Tuesday, March 10, 2015

OPINION. Points for transparency for MultiChoice and for Viacom International Media Networks Africa. Or not. How open is SA's TV biz really?


It remains interesting to me as a journalist covering the TV industry on behalf of viewers, those working in it and those interested in this business, to see how transparent, open and willing to give a straight, honest answer, companies, people and spokespeople paid to communicate on behalf of their brands are. 

Or not.

Last week came the announcement that Top Actor SA, a new local reality show with presenter Zikhona Sodlaka will start on BET on channel 129 on MultiChoice's DStv satellite pay-TV platform apparently early in April.  

BET International from Viacom International Media Networks Africa (VIMN Africa) is however shown on channel 135, not 129 on MultiChoice's DStv which remains vacant. So I asked both MultiChoice and VIMN Africa about it.

I asked MultiChoice about Top Actor SA produced by Urban Brew Studios, and that, since there isn't a DStv channel on channel 129, whether a new BET channel is being added and how that would be different from the existing BET.

MultiChoice's communications people responded that when there's any announcement to be made about new channels, the press will be informed - the usual stock phrase. 

VIMN Africa's spokesperson Alison Reid was also asked, who told me there's "nothing concrete we can tell you" and that VIMN Africa would prefer that I didn't base any reporting on uncorroborated coverage from third parties.

The interesting and ironic thing here is that is why I'm asking the official spokesperson and people in the first place - who then are not willing to confirm or give the (right) information to a journalist who took the time and effort to track a story and to seek comment through a media enquiry.

Before I was a TV critic and a journalist covering just the TV industry in South Africa, I was a news editor at a magazine and before that one a broadsheet newspaper. Before that I was a general news reporter and even before that a financial journalist.

I've covered almost every industry and every type of beat. 

Not just now, but still - about 15 years later and still writing TV stories - it always remains striking for me how closed, closely-guarded, generally scared, largely opaque, reactive, stone-walling, and overly sensitive South Africa's TV industry at large specifically remains.

Whereas a lot of other sectors and industries are much more responsive to be open - and I know, I've covered them and dealt with them - the TV companies and places and people in South Africa working in TV are mostly not.

The SABC, which used to be much, much better, and its slide, is another great example.
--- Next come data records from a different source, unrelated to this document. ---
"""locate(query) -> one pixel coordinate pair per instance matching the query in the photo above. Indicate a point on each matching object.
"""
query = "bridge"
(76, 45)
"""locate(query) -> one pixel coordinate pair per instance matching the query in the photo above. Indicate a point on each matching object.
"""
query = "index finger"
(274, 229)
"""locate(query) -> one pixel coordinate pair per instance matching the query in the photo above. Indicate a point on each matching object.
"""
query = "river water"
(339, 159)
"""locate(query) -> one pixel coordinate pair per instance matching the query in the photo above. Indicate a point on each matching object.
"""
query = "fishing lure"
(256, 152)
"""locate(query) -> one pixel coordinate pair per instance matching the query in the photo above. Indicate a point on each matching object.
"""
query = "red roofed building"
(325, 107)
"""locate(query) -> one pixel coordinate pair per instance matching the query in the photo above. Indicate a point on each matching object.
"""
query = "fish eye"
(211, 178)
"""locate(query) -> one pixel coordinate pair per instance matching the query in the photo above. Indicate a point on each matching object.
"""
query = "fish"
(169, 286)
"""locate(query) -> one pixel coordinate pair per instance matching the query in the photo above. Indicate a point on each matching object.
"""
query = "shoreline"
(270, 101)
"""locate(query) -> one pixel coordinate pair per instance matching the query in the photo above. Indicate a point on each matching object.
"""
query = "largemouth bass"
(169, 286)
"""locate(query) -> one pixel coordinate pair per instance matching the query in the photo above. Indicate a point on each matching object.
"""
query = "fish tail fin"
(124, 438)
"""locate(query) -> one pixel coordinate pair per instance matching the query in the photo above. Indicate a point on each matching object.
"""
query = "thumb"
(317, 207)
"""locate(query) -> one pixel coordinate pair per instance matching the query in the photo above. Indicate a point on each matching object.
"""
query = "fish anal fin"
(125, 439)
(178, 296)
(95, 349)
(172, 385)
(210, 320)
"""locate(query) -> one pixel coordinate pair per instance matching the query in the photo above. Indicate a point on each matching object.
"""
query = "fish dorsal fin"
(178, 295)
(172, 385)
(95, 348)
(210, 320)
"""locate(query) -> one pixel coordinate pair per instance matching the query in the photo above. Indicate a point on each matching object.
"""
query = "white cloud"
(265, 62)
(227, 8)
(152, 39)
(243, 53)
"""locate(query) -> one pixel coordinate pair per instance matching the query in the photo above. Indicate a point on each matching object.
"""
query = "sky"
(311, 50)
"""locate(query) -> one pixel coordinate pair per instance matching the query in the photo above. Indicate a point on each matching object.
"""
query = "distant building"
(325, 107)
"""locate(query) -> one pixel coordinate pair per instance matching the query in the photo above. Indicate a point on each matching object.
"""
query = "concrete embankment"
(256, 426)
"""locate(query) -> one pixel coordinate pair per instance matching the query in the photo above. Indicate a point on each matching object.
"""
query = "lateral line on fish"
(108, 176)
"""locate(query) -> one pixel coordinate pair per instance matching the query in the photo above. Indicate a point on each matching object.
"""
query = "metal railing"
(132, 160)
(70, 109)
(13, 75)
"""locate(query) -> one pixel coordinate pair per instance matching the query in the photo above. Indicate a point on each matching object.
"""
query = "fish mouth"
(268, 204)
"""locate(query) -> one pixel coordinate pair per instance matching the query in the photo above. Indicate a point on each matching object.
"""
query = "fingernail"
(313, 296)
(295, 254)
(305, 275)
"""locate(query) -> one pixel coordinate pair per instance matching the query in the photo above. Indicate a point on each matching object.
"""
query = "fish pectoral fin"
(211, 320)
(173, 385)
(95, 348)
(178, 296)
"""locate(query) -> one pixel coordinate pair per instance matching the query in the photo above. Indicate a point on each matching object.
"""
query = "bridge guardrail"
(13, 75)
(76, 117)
The same with TopTV which became StarSat and a range of TV channels from A to Z, the proverbial ANN7 to Zee World. 

Why is giving a journalist who asks you something, an honest, responsive and "real" answer, so difficult for so many?

I have my own ideas of why actual real news and coverage about the TV biz in South Africa is so deplorably bad and its mostly two reasons.

Unlike journalists covering politics and economics asking tough and hard questions, the journalists covering TV are few, not well-informed, more entertainment reporters in it for parties and celebrity access and glam goodie bags, and their coverage more reactive (taking press releases very obediently when issued and dishing it up as news), than pro-actively covering a specific beat and reporting real news. 

It makes communication teams, PR companies and spokespeople working in TV "lazy" or perhaps unaccustomed to actually getting media enquiries that's not based on press releases; and perhaps not used to having marketing or publicity plans being "spoilt" by informed journalists asking questions.

I was taught - and that's also mostly how it happened when I covered the insurance industry, banks, Eskom (when the lights first started to go out), the collapse of Health & Racquet Club and retail - that if you ask something as a journalist, they will give you the most accurate answer they can, because you asked, or because you asked first. 

In TV, trying to track numerous channels, providers, institutions, production companies and people, I have to often ask numerous times. Often getting not even a basic acknowledgement of a media enquiry. Or you're ignored or told off. 

The very least MultiChoice and VIMN Africa could have done with BET was to have said "You know what, that is actually correct, we can't give more information than that, but what is already out there is accurate". 

In South Africa's TV biz, very unlike America, its still mostly a case of whether you ask or not, we will communicate what we want, when we want. Or if we don't like you, or what you're writing, or asking, we will unilaterally "ban" you.

That is not transparency. And that's not good for South Africa's TV biz as a whole.